Orang yang tidak menyebutkan identitasnya dengan jelas ini pun kadang
berstatemen membingungkan. Ia menyebutkan bahwa umat Buddha di Thailand sedang
dipersekusi oleh orang-orang Muslim. Entahlah, media apa yang dia percaya, yang
jelas media itu pasti punya cara unik untuk membuat berita ; korban jadi pelaku
dan pelaku jadi korban. Semacam maling teriak maling. Ia juga mengabaikan fakta
bahwa konflik Thailand bukan murni agama tapi lebih pada kisruh politis, bahwa
intervensi NGO Islam semcam Muhammadiyah toh membawa angin segar damai antara
kaum Muslim di sana dan pemerintah. Belum lagi tentang universtias di Thailand,
yang tentu kebanyakan stake holdernya adalah Buddhis, justru membuka pusat studi makanan Halal yang
terhormat. Intinya, ia menutup mata pada kenyataaan bahwa dibanyak tempat
Muslim dan Buddhis bisa hidup damai. Seharusnya, biksu-biksu baik itulah yang
ia bela, bukan orang-orang jahat di Myanmar yang kebetulan seiman dengannya.

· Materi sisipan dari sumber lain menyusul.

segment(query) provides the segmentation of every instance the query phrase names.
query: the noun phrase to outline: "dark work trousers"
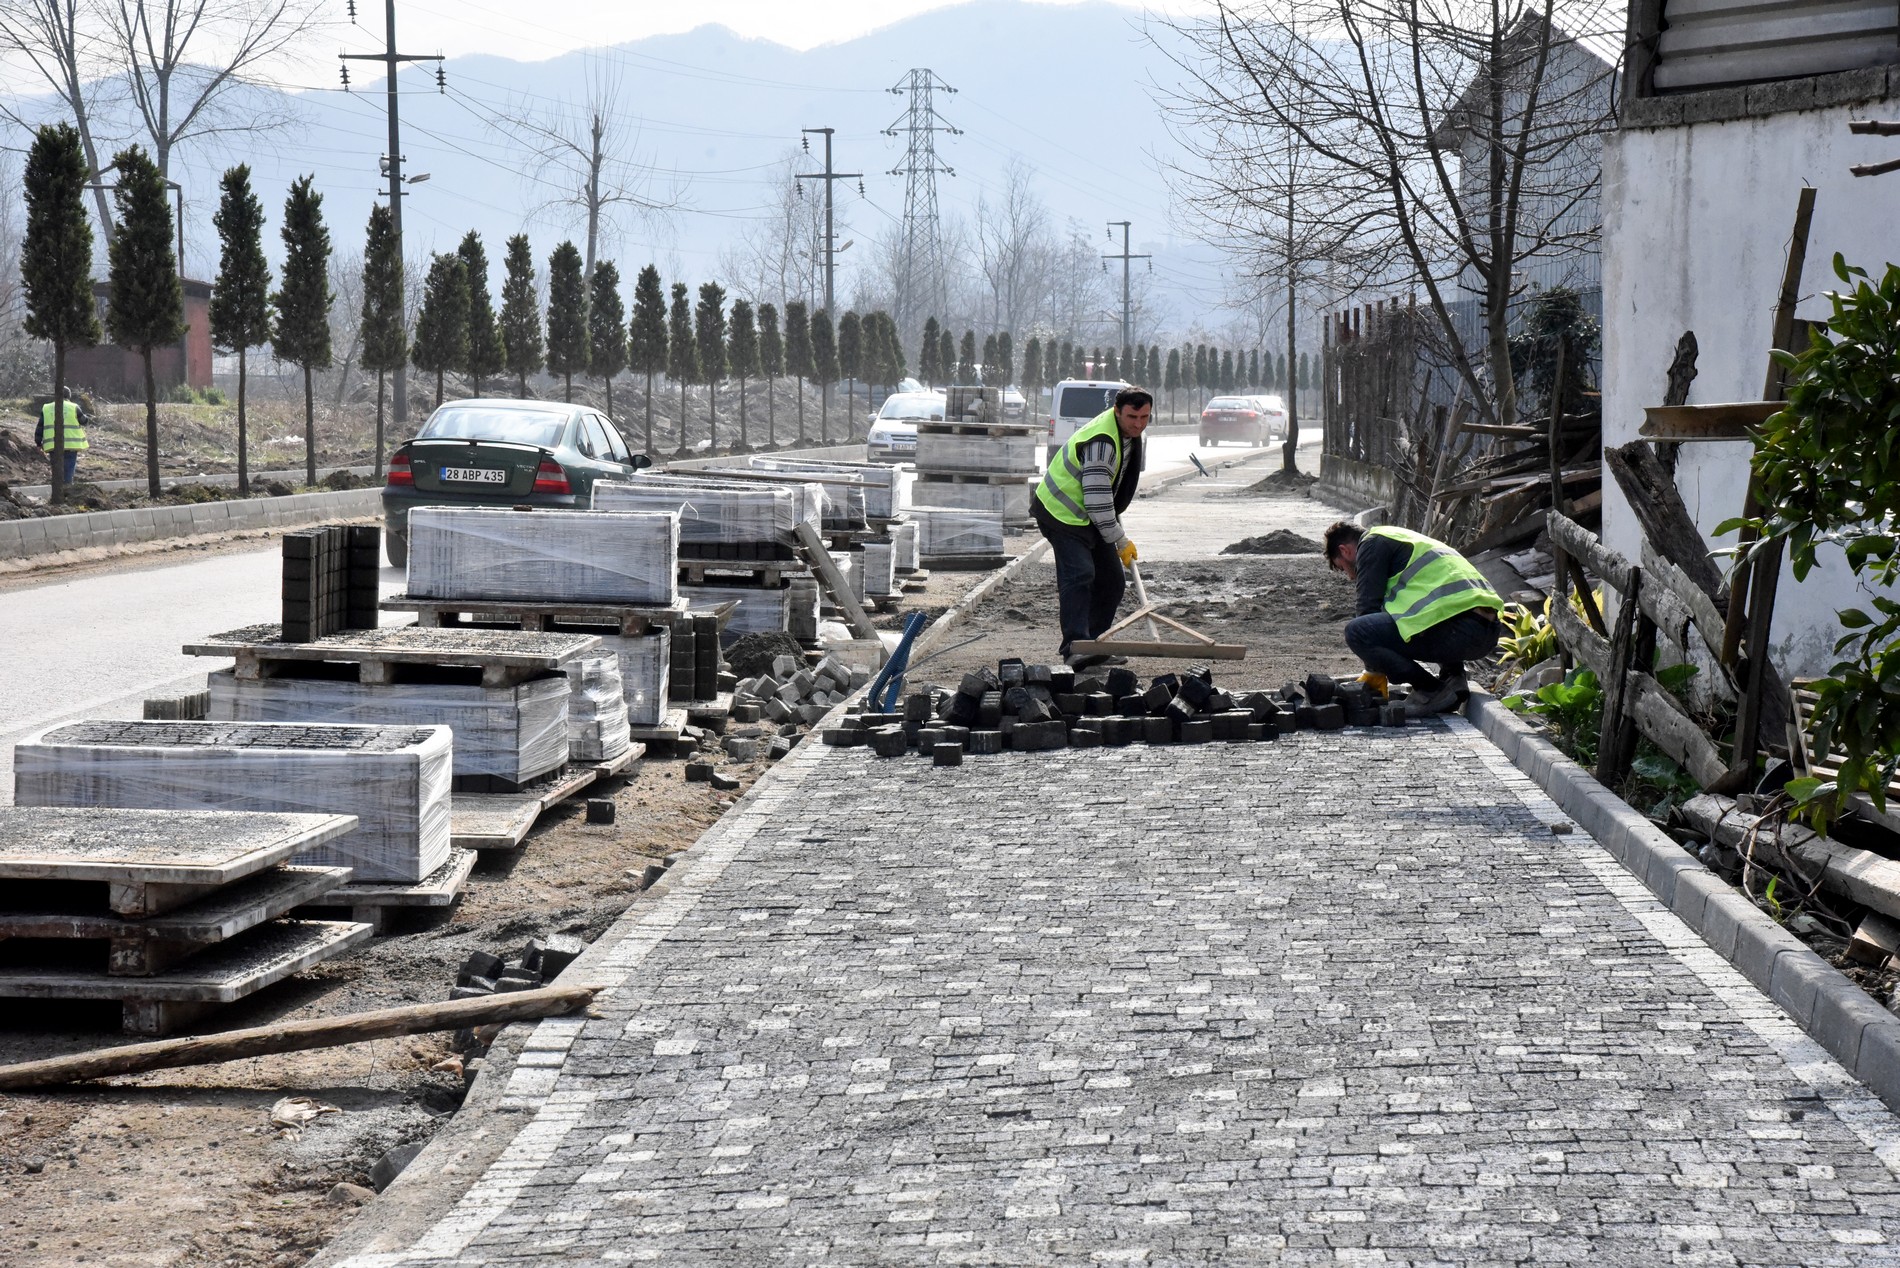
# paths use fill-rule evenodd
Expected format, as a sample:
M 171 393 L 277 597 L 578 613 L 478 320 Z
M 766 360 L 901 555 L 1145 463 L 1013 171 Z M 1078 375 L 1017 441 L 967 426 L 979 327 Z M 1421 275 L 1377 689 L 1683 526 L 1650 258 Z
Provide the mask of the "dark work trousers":
M 1373 673 L 1435 691 L 1439 679 L 1420 661 L 1435 662 L 1441 674 L 1462 670 L 1466 661 L 1482 660 L 1496 651 L 1503 632 L 1496 613 L 1474 608 L 1428 626 L 1411 638 L 1401 638 L 1397 621 L 1384 612 L 1373 612 L 1346 623 L 1346 646 Z
M 1127 579 L 1121 557 L 1102 540 L 1093 524 L 1076 527 L 1049 514 L 1042 499 L 1030 496 L 1036 527 L 1049 539 L 1056 557 L 1056 594 L 1062 614 L 1062 655 L 1078 639 L 1099 638 L 1115 623 Z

Akhirnya, ada banyak hal yang dapat kita pelajari dari tindakan penganut
Buddha yang membela biksu Wirathu ini.
Diantaranya pentingnya gerakan yang terkoneksi secara internasional
untuk menguatkan posisi tawar umat Islam. Terutama di hadapan gempuran
pemberitaan yang memang seringnya memojokan. Umat Islam harus cepat tanggap
melakukan tabayyun bila ada saudaranya yang diberikan cap buruk oleh media
sekuler. Seperti yang dilakukan orang Amerika itu pada Wirathu. Terlepas dari
status Wirathu sendiri, sikap “ukhuwah” dan “tabayun” yang dikedepankan oleh
saudara seimannya dari benua lain itu sungguh patut menjadi cermin bagi kita. Sayangnya,
kita sering melihat bagaimana istilah-istilah yang awalnya berkonotasi
buruk dan dibuat oleh “pengamat” atau media-media sebagai label buruk bagi umat
Islam justru digunakan oleh muslim sendiri untuk menggebuk citra saudarnya.